精神が、それ自身の条件づけの全体を悟ったとき、そのとき、その一切の運動は終わる。それは、いかなる願望も、強制も、動機もなしに、完全に静まり返る。その時にのみ、自由がありえる。

この「条件づけ」の問題
最初で最後の公案
問題と解答
知らないであること

Kにとって、この絶対的ジレンマ―条件づけ(思考、過去の反応)が働いているかぎり、私は決して自由になることはできない、自由な思考などありえない、思考は全面的に条件づけられている― は、眼前に迫った事実、絶対的危機であったように思われます。

しかし、私たちは、それをそのようには感じていません。
故に、公案が公案として機能しない。

心は条件づけから自由になることができるだろうか。

あなたが条件づけの危険を見るとき、あたかも、それを崖っぷちか野獣に直面しているかの様に見るとき、それは、いかなる努力もなしにあなたから抜け落ちます。
だが私たちは、条件づけられていることの危険を見ようとはしないのです。
もしあなたが、その危険を、強烈に、生命に関わる程の強烈さで見たならば、直ちにあなたはそれを投げ捨てるでしょう。

それは、久松真一の「基本的公案」と同じことで。 → 久松真一集

「どうしてもだめなら、どうするか?」…

私たちは、どうしようもない。
どうしようもないまま、生きている。
しかし、その全面的などうしようもなさを、そうと感じて行き詰まることすらできない。

哲学本来の方法は、解決不可能な問題を、その解決不可能のままに、明白に理解し、次いで余分のものを混じえず、それらの問題をじっと飽くことなく、何年間も、どんな望みも抱かず、ただ待望しつつ注視しつづけることにある。

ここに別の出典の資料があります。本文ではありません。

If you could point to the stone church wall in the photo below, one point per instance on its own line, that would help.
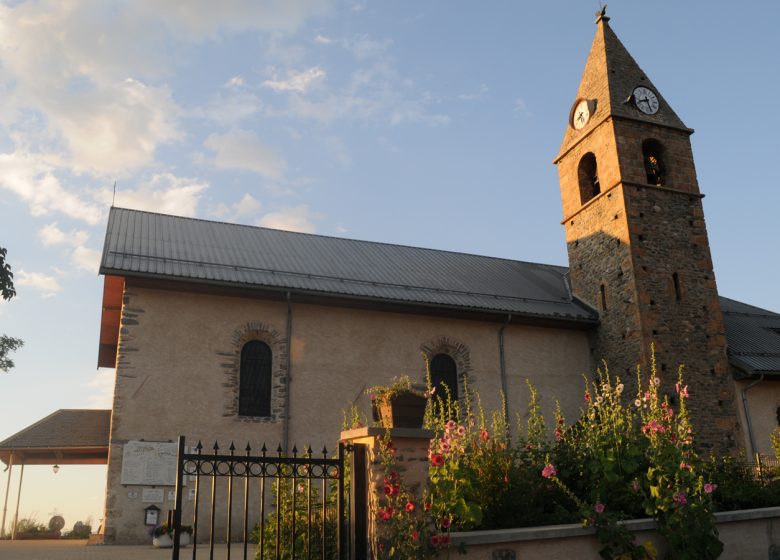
(177, 373)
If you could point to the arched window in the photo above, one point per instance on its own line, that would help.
(655, 167)
(588, 174)
(444, 372)
(254, 385)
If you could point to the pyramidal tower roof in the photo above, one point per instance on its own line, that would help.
(610, 76)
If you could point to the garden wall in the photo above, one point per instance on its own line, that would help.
(751, 533)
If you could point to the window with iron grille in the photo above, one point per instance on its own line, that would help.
(444, 372)
(254, 386)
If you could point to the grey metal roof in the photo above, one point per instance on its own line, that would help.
(62, 429)
(753, 335)
(171, 247)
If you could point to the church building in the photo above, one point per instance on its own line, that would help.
(220, 331)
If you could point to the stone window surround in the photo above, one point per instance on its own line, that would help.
(458, 352)
(256, 330)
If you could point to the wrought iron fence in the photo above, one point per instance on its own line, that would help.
(300, 514)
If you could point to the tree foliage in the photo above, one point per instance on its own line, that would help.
(7, 343)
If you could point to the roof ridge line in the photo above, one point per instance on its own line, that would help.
(383, 243)
(339, 278)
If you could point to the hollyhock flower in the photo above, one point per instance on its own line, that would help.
(680, 498)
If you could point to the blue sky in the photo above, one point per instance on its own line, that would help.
(424, 123)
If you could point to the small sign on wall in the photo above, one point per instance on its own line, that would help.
(152, 495)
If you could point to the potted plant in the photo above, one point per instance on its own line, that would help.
(400, 404)
(162, 536)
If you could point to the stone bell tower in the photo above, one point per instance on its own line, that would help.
(637, 242)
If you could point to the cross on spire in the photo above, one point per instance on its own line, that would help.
(601, 15)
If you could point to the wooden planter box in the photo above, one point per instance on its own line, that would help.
(402, 411)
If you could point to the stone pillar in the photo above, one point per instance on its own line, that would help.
(411, 456)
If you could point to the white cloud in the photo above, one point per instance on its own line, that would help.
(32, 179)
(235, 81)
(201, 19)
(247, 206)
(85, 258)
(51, 234)
(241, 149)
(100, 390)
(230, 109)
(37, 281)
(479, 93)
(164, 193)
(339, 151)
(298, 82)
(297, 218)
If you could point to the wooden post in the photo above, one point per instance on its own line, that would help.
(7, 489)
(412, 456)
(18, 498)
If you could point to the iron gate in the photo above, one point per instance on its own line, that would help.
(301, 515)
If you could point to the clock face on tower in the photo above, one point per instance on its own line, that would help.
(645, 100)
(580, 114)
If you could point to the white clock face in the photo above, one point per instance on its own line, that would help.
(581, 115)
(645, 100)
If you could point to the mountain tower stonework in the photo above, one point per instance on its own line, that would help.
(637, 242)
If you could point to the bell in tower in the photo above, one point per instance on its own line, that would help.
(637, 242)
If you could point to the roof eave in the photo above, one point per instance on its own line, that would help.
(171, 282)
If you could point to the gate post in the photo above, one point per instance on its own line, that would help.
(177, 503)
(412, 456)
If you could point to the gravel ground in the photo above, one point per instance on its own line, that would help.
(78, 550)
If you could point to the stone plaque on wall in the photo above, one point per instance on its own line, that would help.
(149, 463)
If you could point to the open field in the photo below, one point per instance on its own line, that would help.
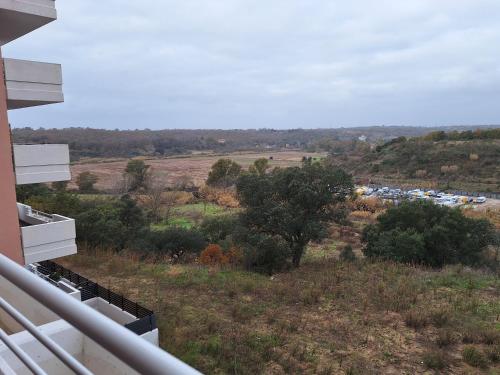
(328, 317)
(197, 167)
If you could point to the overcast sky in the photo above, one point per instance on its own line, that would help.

超越的なものへの移行が果たされるのは、人間の諸能力― 知性、意志、人間愛などが、ある限界に打ちあたり、その人が境界線上にたたずんで、その向こうへは一歩も進めず、しかもそこから引き返そうともせずに、自分が何を望んでいるのかもわからないで、緊張のうちに、ただ待ち望んでいる時である。
これこそは、極度の屈辱の状態である。
屈辱の状態を受け入れることのできぬ人には、ついに不可能な状態である。